Tuesday, September 30, 2014

On Violation

Or “I might as well address how everything REALLY started”.

This past weekend, I unexpectedly had to face part of my past. After years of vaguely thinking about it, my mom and I finally went to a friend’s church. But this post isn’t about that experience, because I spent the entire time crying in a bathroom. Why, you ask? Because it was in a building that had once been something else, I had memories associated, and let’s just say I’m starting to understand how anything can be triggery for some people.

Might as well get it over with, since the title of this post is pretty provocative and veers a particular direction anyways - I had bits of my innocence taken from me when I was thirteen. (Incidentally, I haven’t voluntarily lost anything since then… but that is a different post.) Compared to the horror stories I’ve seen on various homeschool-survivor blogs over the last few months, what happened to me was relatively tame. Just hands where I didn’t want ‘em, in the general vicinity of my then-nonexistent breasts, several times over the course of a school year. Maybe not even a conscious act, but still a harmful one.

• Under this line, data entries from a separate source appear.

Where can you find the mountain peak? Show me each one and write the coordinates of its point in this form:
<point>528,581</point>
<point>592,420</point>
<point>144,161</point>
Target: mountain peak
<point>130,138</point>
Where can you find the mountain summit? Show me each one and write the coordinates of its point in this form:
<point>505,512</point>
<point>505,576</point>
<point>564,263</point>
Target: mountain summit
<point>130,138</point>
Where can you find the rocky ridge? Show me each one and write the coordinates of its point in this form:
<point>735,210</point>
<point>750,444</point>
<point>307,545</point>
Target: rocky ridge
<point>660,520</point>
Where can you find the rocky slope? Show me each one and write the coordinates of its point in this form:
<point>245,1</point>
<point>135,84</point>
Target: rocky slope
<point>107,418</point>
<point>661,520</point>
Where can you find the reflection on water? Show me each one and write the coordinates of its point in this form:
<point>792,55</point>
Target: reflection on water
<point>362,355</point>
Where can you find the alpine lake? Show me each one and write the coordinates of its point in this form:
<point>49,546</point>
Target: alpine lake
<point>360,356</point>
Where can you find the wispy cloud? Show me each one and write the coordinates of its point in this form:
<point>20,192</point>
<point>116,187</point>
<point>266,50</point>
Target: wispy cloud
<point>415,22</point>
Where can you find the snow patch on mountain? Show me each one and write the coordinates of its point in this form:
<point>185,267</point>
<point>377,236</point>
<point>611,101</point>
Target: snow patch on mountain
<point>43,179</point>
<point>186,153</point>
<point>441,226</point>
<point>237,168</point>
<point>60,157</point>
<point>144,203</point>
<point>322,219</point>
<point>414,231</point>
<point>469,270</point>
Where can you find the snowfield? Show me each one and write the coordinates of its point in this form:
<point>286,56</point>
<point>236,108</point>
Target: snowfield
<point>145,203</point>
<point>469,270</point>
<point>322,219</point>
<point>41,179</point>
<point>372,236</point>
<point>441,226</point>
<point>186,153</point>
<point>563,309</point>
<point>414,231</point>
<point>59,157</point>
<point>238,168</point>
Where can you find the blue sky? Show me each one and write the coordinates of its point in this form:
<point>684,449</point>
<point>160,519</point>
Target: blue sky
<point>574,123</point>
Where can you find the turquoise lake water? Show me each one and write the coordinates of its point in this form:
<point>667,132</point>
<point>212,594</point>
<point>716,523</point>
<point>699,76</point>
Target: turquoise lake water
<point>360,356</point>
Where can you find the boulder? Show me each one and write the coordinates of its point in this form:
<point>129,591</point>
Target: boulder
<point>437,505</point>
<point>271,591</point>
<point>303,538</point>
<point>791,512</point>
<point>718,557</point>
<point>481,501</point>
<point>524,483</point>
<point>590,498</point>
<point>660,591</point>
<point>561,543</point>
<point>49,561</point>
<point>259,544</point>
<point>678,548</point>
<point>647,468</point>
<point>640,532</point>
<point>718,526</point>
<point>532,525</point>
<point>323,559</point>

The boy who did that to me was two years older than me. It ended when my family left that homeschool group in hopes that something closer to home might improve my social standing. (In reality, it did the opposite, but how were we to know better?) I haven’t had any form of contact with him since - might’ve added him on FB at some point, but I can’t remember. Far as I’m concerned, he doesn’t exist anymore, but the wounds I got from him do.

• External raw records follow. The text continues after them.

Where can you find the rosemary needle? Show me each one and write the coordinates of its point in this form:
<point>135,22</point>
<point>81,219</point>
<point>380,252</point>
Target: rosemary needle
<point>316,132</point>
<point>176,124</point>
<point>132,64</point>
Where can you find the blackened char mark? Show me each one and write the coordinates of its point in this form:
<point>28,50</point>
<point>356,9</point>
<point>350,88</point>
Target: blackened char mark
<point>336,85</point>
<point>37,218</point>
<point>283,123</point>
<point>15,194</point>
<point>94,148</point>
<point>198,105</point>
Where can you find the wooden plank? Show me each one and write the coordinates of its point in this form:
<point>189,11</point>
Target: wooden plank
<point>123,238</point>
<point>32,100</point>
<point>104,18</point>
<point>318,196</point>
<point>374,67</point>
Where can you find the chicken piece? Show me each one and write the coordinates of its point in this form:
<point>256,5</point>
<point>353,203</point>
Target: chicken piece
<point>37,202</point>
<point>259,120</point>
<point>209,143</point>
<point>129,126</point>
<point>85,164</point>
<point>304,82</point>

A lot of the people I know who homeschool their children do so to protect them from the big bad world. Things like this don’t happen to homeschooled kids. Things like this aren’t done by homeschooled kids either - and yet as far as I know, E was homeschooled the whole way from kindergarten through high school. Didn’t stop him from messing with the brain and body of a young girl who just wanted to be seen and leaving an indelible blemish on my psyche in the process.

I only processed this as A Harmful Thing That Happened a few years ago - several years after it happened. And in hindsight, maybe that was part of the problem. I wasn’t some tiny brutally harmed by an adult; the person who touched me where I didn’t want to be touched was in my peer group, our mothers had bonded over raising difficult children, and it was generally not the sort of scenario people talk about in discussions of sexual abuse and homeschooled children. And the worst part was I let it happen. I was uncomfortable, yes, but I kept my trap shut. I’ve kept this buried in me for eight years. And now… now I’m done with that silence.

What happened to me may not have been as dramatic or horrific as a lot of the dialogues currently going around, but I am still a victim. I am still a survivor. And I am still reconciling what this means to me, what effects it might have on my eventual consensual physical interactions. It’s an uphill climb, but I’m doing what I can.